Give each node its own reminder_data_dir. A write made on a non-owning node and not yet snapshotted there can be lost if that node dies abruptly, but the node that set it flushed it, so no acknowledged reminder is lost cluster-wide.

Fire and cancel both leave a tombstone in the replicated store. A periodic sweep drops tombstones older than reminder_tombstone_ttl_ms (default one hour) so the store stays bounded. The horizon must comfortably exceed gossip propagation plus the membership lease, so a delayed add can never out-live the tombstone that cancelled it; the only way to defeat that is a partition longer than the horizon replaying an add older than a dropped tombstone, which would spuriously re-create the reminder.

Setting and cancelling

%% Fire at an absolute wall-clock instant (ms).
barrel_p2p:remind(Key, FireAtMs, Payload).

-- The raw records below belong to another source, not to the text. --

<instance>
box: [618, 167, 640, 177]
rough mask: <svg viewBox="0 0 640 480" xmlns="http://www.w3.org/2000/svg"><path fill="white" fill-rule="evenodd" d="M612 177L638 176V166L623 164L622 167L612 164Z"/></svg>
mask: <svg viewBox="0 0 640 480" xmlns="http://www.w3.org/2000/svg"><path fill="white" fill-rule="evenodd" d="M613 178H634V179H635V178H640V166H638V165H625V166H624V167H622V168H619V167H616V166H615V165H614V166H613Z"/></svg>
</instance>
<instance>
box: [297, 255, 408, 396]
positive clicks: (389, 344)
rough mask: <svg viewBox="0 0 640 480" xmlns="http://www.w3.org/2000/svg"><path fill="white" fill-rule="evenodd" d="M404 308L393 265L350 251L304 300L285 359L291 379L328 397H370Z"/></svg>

%% Fire DelayMs from now (converted to an absolute target so all
%% nodes agree).
barrel_p2p:remind_after(Key, DelayMs, Payload).

%% Cancel cluster-wide.
barrel_p2p:cancel_reminder(Key).

Re-setting an existing Key replaces it with a fresh version, which invalidates any timer already armed for the old one.

Receiving

Subscribe on every node where the handler could run, since you do not know in advance which node will own the key at fire time. The reminder fires on the current owner and is delivered to that node's subscribers, so the work runs there:

init(_) ->
    ok = barrel_p2p:subscribe_reminders(),
    {ok, #{}}.

handle_info({barrel_p2p_reminder, Key, Payload, Fence}, S) ->
    case already_done(Fence) of
        true  -> {noreply, S};                 %% idempotent dedup
        false -> {noreply, run(Key, Payload, Fence, S)}
    end.

Configuration

KeyDefaultMeaning
reminder_scan_ms1000Safety sweep that re-arms owned reminders missed, and re-arms far-future ones as they near.
reminder_tombstone_ttl_ms3600000Drop fire/cancel tombstones older than this. Must exceed gossip propagation plus member_ttl_ms.
reminder_data_dirdata/remindersPer-node directory for the on-disk store (WAL + snapshot).

Reminders also depend on the placement settings (ring_size and the lease timings); see sharded placement.